Conduritols: Synthesis strategies from classic to contemporary

Abstract

Conduritols, cyclic polyols with diverse biological activities, have garnered significant attention since their discovery over a century ago. These compounds, comprising six isomers (A, B, C, D, E, and F), possess unique structural and stereochemical properties, with only A and F naturally occurring. Conduritols and their derivatives serve as essential precursors for biologically significant molecules, including cyclitols, pseudo-sugars, and phosphorylated inositols. Their applications span a wide range of biological processes, such as glycosidase inhibition, insulin modulation, and signal transduction, making them promising candidates for therapeutic interventions in diabetes, cancer, and HIV/AIDS.

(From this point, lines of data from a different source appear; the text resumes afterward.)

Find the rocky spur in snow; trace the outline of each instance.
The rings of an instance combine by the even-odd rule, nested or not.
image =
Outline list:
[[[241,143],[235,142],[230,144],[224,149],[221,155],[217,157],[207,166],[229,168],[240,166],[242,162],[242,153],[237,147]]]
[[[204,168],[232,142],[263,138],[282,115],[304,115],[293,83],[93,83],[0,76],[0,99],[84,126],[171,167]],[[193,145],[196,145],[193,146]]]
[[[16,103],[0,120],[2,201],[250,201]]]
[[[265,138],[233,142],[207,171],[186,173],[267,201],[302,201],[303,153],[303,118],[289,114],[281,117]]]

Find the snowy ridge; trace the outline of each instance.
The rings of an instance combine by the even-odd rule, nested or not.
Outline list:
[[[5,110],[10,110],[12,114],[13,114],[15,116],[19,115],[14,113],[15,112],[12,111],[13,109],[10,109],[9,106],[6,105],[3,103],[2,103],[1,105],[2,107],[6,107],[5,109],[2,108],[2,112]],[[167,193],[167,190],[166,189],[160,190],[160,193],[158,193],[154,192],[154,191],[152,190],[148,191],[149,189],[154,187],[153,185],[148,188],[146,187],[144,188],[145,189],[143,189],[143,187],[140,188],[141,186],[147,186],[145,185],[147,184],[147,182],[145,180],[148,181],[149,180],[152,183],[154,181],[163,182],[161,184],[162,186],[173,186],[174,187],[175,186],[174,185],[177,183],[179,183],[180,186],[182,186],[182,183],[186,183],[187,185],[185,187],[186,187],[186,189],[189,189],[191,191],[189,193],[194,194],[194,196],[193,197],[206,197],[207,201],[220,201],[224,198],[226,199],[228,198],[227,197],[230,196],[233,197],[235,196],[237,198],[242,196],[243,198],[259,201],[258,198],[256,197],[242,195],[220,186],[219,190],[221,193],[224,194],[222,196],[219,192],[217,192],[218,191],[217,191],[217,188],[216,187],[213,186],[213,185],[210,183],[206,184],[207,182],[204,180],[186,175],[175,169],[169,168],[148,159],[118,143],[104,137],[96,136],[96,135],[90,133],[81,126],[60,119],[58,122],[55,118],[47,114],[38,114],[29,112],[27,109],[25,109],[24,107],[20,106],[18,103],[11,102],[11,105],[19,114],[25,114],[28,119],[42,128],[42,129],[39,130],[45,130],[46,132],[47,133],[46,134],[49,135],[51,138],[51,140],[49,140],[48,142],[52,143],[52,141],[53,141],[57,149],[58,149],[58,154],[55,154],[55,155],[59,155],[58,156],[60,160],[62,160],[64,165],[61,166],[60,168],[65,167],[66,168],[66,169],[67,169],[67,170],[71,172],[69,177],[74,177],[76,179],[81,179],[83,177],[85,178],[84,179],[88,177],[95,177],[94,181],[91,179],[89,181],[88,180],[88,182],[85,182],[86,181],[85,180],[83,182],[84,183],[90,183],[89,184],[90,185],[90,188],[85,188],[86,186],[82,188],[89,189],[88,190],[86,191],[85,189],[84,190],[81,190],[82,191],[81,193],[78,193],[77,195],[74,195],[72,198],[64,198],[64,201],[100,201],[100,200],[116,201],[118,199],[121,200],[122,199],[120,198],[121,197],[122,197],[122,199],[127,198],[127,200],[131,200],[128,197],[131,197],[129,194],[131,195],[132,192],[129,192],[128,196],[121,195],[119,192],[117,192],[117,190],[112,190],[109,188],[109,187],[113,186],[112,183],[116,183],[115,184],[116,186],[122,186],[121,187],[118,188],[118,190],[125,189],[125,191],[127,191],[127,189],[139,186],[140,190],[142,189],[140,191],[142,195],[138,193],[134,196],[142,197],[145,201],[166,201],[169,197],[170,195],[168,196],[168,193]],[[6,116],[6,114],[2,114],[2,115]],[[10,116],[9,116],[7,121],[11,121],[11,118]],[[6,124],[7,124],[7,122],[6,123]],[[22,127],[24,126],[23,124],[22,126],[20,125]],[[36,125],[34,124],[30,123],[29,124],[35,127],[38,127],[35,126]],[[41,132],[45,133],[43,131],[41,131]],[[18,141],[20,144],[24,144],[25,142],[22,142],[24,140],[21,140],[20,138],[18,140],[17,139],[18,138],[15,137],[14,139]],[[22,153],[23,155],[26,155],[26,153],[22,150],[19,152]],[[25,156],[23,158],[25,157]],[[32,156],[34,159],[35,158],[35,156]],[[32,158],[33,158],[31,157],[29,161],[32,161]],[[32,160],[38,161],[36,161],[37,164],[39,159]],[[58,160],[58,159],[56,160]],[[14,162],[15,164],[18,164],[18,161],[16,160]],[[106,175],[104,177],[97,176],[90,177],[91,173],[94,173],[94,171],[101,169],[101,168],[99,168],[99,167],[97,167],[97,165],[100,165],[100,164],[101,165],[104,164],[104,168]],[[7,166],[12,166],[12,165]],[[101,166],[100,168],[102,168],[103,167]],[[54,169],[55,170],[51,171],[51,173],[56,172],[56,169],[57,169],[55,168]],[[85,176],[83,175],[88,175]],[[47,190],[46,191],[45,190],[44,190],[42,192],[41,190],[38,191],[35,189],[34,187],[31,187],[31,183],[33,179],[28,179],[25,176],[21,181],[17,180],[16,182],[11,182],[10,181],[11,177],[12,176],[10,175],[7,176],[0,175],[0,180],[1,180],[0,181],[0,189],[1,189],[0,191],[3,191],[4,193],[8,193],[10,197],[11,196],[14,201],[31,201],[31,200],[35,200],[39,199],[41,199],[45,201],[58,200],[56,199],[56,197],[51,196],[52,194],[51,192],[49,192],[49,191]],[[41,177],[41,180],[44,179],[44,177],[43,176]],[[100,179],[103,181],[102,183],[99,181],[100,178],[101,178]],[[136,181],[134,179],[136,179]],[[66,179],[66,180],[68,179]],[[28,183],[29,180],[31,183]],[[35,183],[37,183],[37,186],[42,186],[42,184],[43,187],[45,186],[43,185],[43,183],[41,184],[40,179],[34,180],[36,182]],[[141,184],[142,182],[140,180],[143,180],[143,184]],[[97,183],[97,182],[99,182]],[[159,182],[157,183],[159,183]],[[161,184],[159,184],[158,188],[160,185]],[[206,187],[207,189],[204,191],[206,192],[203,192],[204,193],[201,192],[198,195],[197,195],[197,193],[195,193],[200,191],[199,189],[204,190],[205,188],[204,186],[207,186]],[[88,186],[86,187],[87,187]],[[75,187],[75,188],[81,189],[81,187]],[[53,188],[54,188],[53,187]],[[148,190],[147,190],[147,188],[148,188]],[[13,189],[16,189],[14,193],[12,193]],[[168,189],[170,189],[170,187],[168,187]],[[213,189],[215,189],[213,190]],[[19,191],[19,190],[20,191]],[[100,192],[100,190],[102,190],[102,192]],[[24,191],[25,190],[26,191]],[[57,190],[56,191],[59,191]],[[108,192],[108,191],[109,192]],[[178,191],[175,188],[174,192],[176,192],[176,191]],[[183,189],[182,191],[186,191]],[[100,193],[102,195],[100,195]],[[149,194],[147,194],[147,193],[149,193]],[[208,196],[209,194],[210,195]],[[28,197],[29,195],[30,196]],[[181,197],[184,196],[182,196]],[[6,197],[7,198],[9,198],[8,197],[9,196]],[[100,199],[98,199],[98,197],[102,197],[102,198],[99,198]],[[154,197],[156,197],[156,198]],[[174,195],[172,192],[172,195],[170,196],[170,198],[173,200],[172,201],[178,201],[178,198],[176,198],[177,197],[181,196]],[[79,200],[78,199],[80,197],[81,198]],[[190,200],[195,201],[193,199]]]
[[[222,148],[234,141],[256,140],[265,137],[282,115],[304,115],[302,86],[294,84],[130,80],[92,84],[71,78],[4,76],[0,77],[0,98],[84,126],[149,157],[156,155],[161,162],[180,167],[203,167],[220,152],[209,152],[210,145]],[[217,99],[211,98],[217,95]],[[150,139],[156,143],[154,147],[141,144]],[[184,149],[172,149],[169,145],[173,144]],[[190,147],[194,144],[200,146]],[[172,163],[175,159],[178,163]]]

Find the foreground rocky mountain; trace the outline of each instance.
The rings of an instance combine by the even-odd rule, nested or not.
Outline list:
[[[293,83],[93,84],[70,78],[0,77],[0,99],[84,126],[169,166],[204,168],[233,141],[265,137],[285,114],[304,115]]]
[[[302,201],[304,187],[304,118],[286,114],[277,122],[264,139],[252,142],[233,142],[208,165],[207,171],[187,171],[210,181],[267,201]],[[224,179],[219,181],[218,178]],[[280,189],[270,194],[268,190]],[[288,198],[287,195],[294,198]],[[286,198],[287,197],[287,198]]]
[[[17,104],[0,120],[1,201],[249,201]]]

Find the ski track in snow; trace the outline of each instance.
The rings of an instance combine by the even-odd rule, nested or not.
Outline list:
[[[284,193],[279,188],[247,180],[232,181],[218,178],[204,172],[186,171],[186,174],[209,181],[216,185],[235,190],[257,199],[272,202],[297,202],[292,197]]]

Synthetic advancements have enabled the preparation of all conduritol isomers, employing innovative approaches like aromatic diol transformations and stereocontrolled reactions. These methods have unlocked efficient pathways to biologically potent compounds, including pancratistatin, narciclasine, and aminoglycosidic antibiotics. This review provides an overview of the historical progress, synthetic methodologies, and biological significance of conduritols. Recent innovations in stereospecific synthesis are highlighted, showcasing the potential for large-scale production of optically pure conduritols to meet growing biomedical demands. This study aims to highlight advancements in conduritol synthesis, focusing on evolving methodologies and stereoselectivity challenges.